—Ah! ah! vous réfléchirez. Voulez-vous que je vous dise à quoi vous réfléchirez? aux moyens de vous passer de moi ou d'un autre. Eh bien, écoutez mon conseil: il n'y a pas de questions plus délicates que celles qui touchent aux enfants naturels, n'essayez pas de les aborder sans un bon guide, vous vous feriez rouler et vous vous casseriez le cou. Il vaut mieux partager avec un homme habile ce que celui-ci vous fait obtenir, que de n'avoir rien du tout.
—Et vos conditions?
—Nous partagerions.
—Je réfléchirai.
—Prenez votre temps, dit Caffié, en jetant un regard ironique sur la tenue de son futur client.
X
Partager!
Vraiment ce vieux crocodile en parlait à son aise.
La situation telle que Caffié venait de la présenter n'était pas du tout celle qu'il imaginait avant cette consultation. De la loi, il ne savait que ce qu'il en avait appris par expérience: ainsi il avait vu que les pères et mères jouissaient des revenus des héritages que faisaient leurs enfants et il savait même que cela s'appelait l'usufruit légal, ce qui dit tout,—établi par la loi; de même il avait vu aussi que les pères avaient toujours la tutelle de leurs enfants: tutelle légale, établie par la loi.

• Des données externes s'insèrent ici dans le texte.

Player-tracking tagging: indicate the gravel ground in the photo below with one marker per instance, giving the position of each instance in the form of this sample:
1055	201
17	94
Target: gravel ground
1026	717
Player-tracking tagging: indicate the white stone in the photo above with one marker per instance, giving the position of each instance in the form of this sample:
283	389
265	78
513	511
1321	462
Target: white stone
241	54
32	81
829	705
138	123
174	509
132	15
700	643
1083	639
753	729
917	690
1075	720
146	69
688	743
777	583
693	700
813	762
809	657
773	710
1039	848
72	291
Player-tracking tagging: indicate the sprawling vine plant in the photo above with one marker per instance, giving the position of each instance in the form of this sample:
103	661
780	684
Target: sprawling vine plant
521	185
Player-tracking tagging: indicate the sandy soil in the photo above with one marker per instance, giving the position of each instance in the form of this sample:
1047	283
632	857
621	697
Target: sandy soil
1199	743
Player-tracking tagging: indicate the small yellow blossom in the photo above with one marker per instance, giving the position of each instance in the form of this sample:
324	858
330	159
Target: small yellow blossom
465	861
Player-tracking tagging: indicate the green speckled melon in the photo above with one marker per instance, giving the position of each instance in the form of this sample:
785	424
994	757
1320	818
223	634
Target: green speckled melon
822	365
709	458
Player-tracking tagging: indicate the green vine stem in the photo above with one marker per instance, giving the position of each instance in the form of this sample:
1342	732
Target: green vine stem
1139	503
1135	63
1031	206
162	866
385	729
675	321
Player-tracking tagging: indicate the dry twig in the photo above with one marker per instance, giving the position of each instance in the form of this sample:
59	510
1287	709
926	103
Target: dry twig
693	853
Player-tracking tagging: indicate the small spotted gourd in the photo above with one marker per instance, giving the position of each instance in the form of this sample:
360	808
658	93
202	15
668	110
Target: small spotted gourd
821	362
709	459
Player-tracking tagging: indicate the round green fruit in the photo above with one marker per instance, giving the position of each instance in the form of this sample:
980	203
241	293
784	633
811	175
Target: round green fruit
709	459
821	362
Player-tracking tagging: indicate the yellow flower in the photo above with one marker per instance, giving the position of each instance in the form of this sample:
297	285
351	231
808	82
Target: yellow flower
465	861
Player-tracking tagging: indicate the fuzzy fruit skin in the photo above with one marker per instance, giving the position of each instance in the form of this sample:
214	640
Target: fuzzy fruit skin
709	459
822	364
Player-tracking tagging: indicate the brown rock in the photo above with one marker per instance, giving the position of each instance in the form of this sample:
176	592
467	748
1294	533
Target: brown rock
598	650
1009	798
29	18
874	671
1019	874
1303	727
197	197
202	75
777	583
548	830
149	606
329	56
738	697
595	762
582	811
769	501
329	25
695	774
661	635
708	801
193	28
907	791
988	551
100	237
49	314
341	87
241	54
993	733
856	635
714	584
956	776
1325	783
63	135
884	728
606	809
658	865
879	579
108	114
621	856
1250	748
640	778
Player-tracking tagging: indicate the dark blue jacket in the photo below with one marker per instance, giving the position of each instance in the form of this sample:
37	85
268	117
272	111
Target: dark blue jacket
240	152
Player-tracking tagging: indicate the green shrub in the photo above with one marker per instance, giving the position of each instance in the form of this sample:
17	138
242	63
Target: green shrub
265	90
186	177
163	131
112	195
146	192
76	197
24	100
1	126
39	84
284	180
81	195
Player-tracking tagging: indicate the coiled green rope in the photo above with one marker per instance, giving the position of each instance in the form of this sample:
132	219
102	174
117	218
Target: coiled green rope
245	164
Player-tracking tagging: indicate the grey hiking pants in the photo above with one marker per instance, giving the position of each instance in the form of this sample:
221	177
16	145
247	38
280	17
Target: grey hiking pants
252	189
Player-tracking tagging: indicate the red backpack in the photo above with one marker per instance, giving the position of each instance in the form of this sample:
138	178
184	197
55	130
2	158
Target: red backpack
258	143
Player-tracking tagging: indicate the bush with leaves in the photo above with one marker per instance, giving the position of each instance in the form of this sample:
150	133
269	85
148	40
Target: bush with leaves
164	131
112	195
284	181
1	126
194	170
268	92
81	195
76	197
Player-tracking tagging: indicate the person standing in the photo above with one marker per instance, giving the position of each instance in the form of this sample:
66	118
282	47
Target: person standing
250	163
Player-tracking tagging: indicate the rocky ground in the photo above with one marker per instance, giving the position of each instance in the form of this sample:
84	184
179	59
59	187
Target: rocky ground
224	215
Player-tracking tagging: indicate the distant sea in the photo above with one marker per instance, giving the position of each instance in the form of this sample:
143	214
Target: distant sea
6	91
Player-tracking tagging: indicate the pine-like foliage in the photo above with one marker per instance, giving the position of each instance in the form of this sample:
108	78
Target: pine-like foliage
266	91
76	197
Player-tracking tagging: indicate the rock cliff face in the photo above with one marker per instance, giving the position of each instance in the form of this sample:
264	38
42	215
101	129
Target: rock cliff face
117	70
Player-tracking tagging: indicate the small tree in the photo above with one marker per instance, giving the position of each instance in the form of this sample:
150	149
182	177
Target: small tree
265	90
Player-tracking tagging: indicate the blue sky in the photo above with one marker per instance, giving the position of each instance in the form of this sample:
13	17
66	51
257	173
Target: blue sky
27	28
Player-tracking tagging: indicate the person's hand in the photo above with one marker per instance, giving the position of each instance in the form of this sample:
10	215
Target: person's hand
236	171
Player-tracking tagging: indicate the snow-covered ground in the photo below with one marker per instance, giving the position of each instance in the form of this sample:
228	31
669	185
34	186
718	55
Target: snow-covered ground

Avant tout, il devait se renseigner; le crocodile n'était pas un homme à qui l'on pouvait se fier, et il n'y avait rien que de vraisemblable à admettre qu'il eût cherché à l'effrayer: «Il n'y a pas de questions plus délicates que celles qui touchent aux enfants naturels, n'essayez pas de les aborder sans un bon guide, vous vous feriez rouler»; c'était peut-être vrai, mais ce qui l'était plus encore, c'était ce qui se cachait sous ces paroles: il voulait faire payer ses services, le bon guide, et pour cela il exagérait à l'avance les difficultés et les dangers du chemin.